At the level of both computer manufacturers
and retail sales, the Commission's Statement of Objections (SO) suggested that consumers
should be provided with a genuine choice of browsers. Given that over 95% of consumers
acquire Windows pre-installed on a PC, it is particularly important to ensure consumer
choice through the computer manufacturer channel.
As for retail sales, which amount to less
than 5% of total sales, the Commission had suggested to Microsoft that consumers be
provided with a choice of web browsers. Instead Microsoft has apparently decided to supply
retail consumers with a version of Windows without a web browser at all. Rather than more
choice, Microsoft seems to have chosen to provide less.
As for sales to computer manufacturers,
Microsoft's proposal may potentially be more positive. It is noted that computer
manufacturers would appear to be able to choose to install Internet Explorer – which
Microsoft will supply free of charge - another browser or multiple browsers. Were the
Commission to conclude that Microsoft’s behaviour has been abusive, it would have to
consider whether this proposal would in itself be sufficient to create genuine consumer
choice on the web browser market. The Commission would inter alia take into account the
long standing nature of Microsoft's conduct. It would also have to consider whether this
initial step of technical separation of IE from Windows could be negated by other actions
by Microsoft.
Consumer Choice and Innovation
The development of new online services
makes web browsers an increasingly important tool for businesses and consumers, and a lack
of real consumer choice on this market would undermine innovation.

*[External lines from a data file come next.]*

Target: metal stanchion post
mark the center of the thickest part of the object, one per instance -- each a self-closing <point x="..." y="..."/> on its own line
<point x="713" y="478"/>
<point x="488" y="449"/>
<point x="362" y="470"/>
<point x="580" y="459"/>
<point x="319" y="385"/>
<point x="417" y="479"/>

The Commission’s preliminary concerns
are set out in detail in a Statement of Objections sent to Microsoft in January. The
specific circumstances of Microsoft’s tying of IE to Windows in this case would
appear to lead to significant consumer harm.
The SO sets out the preliminary view that,
should the Commission conclude that Microsoft’s conduct was abusive, any remedy would
need to restore a level-playing field and enable genuine consumer choice between Internet
Explorer and third-party web browsers, in order to bring the infringement effectively to
an end. A potential remedy to these concerns, which the Commission considered in the SO
and which would not require Microsoft to provide Windows to end-users without a browser,
would be to allow consumers to choose from different web browsers presented to them
through a 'ballot screen' in Windows.
Background
The Commission sent a Statement of
Objections (SO) to Microsoft on 15 January 2009 (see MEMO/09/15 ).
A Statement of Objections is a formal step
in Commission antitrust investigations in which the Commission informs the parties
concerned in writing of the objections raised against them. The addressee of a Statement
of Objections can reply in writing to the Statement of Objections, setting out all facts
known to it which are relevant to its defence against the objections raised by the
Commission.
Microsoft replied to the SO on 28 April
2009. The Commission is currently considering Microsoft’s reply, and additional
evidence in the case, and has not yet reached any conclusion.
The Commission's assessment would be guided
in particular by the principles laid down by the Court of First Instance in its judgment
of September 2007 in the Microsoft case regarding the tying of Windows Media Player (see
MEMO/07/359 ) and the Commission's experience with the remedy in that case, while taking
account of the specific circumstances of the present case.